To create VHD files, open the Disk Management console (right-click Start > Disk Management) then select Action > Create VHD. Supply a name for the file, choose a size, and ensure that the Fixed size option is selected. Using a thin-provisioned (dynamically sized) virtual disk may cause problems if you run out of physical hard drive space before the virtual disk has reached its maximum size. Click on OK to create and attach the VHD to the system.
Once you have both hard drives ready for use, you need to create your storage pool and the new virtual (mirrored) drive.
Open Control Panel > Storage Spaces and click the link to Create new storage pool and storage space.
Select the unused drives you want to add to the storage pool and click Create pool.
Next, give your storage space a name (effectively a volume label), drive letter, and select the REFS format for the new virtual drive. In order to use ReFS, the Resiliency type must be either Two-way mirror or Three-way mirror. Selecting Simple or Parity will revert to NTFS. The note under the drop-down list will tell you the minimum number of drives required to use that option. Click Create storage space when done.

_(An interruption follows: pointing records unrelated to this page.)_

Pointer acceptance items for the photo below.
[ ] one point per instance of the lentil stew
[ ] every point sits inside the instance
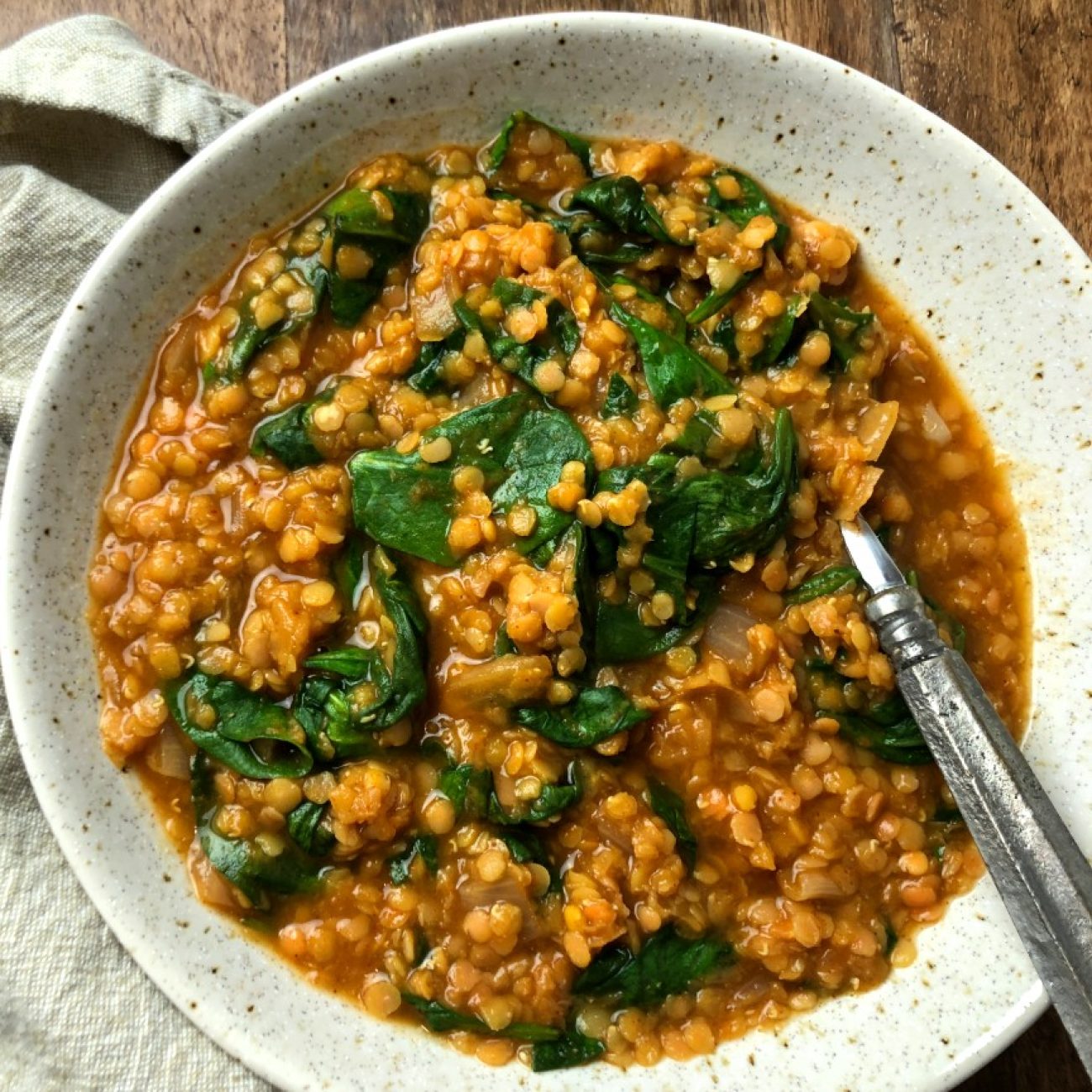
(470, 600)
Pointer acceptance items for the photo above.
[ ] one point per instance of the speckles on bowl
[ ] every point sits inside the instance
(975, 257)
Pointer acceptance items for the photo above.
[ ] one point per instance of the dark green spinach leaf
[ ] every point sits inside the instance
(780, 338)
(236, 354)
(672, 370)
(717, 297)
(622, 201)
(622, 400)
(669, 805)
(834, 579)
(248, 732)
(386, 223)
(408, 505)
(364, 697)
(441, 1018)
(842, 326)
(596, 714)
(741, 513)
(669, 963)
(424, 847)
(750, 203)
(307, 829)
(572, 1048)
(287, 436)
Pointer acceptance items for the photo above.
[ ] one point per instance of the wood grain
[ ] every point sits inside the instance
(1012, 75)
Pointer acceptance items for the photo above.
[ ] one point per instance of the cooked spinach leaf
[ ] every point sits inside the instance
(236, 354)
(750, 203)
(780, 337)
(424, 847)
(408, 505)
(621, 636)
(441, 1018)
(502, 645)
(622, 400)
(669, 805)
(557, 342)
(636, 298)
(307, 829)
(889, 731)
(669, 963)
(717, 297)
(842, 326)
(596, 714)
(470, 790)
(534, 455)
(890, 938)
(834, 579)
(241, 861)
(742, 513)
(672, 370)
(468, 787)
(622, 201)
(498, 150)
(427, 372)
(552, 801)
(287, 436)
(350, 694)
(385, 223)
(699, 527)
(244, 731)
(572, 1048)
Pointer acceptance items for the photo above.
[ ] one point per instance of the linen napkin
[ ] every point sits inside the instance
(90, 123)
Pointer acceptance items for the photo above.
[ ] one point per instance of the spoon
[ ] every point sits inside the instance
(1043, 876)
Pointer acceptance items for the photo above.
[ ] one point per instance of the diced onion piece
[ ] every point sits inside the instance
(934, 427)
(874, 427)
(433, 312)
(167, 754)
(808, 884)
(727, 632)
(208, 885)
(723, 273)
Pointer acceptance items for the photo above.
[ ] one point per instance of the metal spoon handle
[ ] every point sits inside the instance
(1040, 870)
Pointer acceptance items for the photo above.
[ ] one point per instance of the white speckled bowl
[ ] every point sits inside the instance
(990, 274)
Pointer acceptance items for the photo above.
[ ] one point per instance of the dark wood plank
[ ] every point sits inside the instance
(243, 55)
(1041, 1060)
(858, 33)
(1015, 77)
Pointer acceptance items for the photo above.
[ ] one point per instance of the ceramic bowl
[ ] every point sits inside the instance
(993, 279)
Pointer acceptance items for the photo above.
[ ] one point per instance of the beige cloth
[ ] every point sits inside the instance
(90, 123)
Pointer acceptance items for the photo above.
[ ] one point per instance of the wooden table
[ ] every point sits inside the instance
(1016, 76)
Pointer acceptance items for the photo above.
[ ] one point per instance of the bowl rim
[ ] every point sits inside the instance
(1022, 1012)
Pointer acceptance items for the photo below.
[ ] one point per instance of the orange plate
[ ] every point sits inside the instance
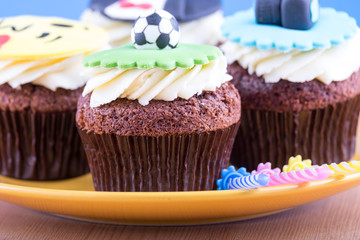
(75, 198)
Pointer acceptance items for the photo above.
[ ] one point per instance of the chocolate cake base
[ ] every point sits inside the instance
(325, 135)
(283, 119)
(38, 135)
(40, 146)
(185, 162)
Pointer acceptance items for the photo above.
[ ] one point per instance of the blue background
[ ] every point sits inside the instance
(73, 8)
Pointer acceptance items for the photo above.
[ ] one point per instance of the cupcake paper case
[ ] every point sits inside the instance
(158, 120)
(300, 89)
(40, 62)
(199, 20)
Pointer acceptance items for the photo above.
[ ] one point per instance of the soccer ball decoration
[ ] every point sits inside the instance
(157, 30)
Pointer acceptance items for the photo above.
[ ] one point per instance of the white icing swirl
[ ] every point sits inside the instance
(144, 85)
(50, 73)
(205, 30)
(336, 63)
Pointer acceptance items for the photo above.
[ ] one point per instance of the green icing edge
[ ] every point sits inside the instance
(127, 57)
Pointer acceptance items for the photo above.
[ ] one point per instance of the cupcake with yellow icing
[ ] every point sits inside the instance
(157, 116)
(300, 87)
(40, 62)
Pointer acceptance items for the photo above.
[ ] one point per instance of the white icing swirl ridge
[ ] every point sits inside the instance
(205, 30)
(145, 85)
(336, 63)
(49, 73)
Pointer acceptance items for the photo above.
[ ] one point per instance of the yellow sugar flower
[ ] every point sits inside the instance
(296, 163)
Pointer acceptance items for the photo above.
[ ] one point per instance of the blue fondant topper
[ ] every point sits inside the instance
(332, 29)
(130, 10)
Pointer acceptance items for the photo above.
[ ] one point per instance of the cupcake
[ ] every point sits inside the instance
(199, 20)
(155, 118)
(40, 63)
(299, 82)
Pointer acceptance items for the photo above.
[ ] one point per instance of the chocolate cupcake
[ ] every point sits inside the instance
(300, 89)
(40, 62)
(158, 120)
(199, 20)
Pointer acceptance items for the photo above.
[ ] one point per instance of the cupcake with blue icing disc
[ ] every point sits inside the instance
(299, 81)
(157, 115)
(199, 20)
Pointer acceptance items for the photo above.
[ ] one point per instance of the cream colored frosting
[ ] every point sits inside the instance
(205, 30)
(50, 73)
(144, 85)
(336, 63)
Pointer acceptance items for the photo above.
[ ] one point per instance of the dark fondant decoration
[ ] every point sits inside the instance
(297, 14)
(183, 10)
(293, 14)
(268, 12)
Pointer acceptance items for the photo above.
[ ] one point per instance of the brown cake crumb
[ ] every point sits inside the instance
(38, 98)
(207, 112)
(286, 96)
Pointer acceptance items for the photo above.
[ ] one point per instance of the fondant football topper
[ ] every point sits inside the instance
(293, 14)
(155, 30)
(129, 10)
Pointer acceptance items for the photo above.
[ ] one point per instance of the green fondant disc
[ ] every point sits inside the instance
(127, 56)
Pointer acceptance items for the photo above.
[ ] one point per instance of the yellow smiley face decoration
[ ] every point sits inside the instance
(30, 37)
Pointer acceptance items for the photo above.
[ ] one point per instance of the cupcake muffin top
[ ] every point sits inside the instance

This will create, format, and mount the drive, which is then ready for use.
How to Implement ReFS Without Storage Spaces
There is a way to use a single, non-mirrored drive as an ReFS drive, but it does lose some of its resiliency advantages when used in this manner. Keep in mind that a drive formatted as ReFS cannot be used as a boot device.
To do this, you will need to create a new registry key. Open the registry editor (Start > type regedt32 > Enter). Navigate to the key HKEY_LOCAL_MACHINE\SYSTEM\CurrentControlSet\Control. Create a new key (right-click on the Control leaf > New – Key) called MiniNT. Under MiniNT, create a new DWORD (right-click on empty space in the right pane > New – DWORD) called AllowRefsFormatOverNonmirrorVolume and give it a value of 1. Reboot your computer for this change to take effect.
Once you have rebooted your computer, you can now format a drive using the GUI, or the command line tools format or diskpart. Using the GUI to do this will leave integrity streams disabled since it is not using mirrored drives. Using the format command from the command line, you will need to add the /fs:refs flag to format it as an ReFS drive and integrity streams for data may be enabled by using the /i:enable option.
Once the drive has been formatted, open the registry editor again and remove the MiniNT key we previously added, then reboot your computer. Leaving this key in may cause problems on your computer by making some components think it is running in a preinstallation environment.
How Well Does It Work?
I have been playing with this off and on for a little over a month and have not run into any problems at all. I have even disconnected drives and shut down the system while copying files to see if it lives up to its name. Overall, I must say “resilient” really does describe this file system. Even with the abuse I have handed out, I have yet to lose a single byte of data.
Even so, this does not eliminate the need for good backups . A meteor crashing through your computer isn’t likely to leave enough hardware behind for any kind of recovery.
I was planning on building a FreeNAS server for my home network next year. This has me considering building a Windows 2016 storage server instead.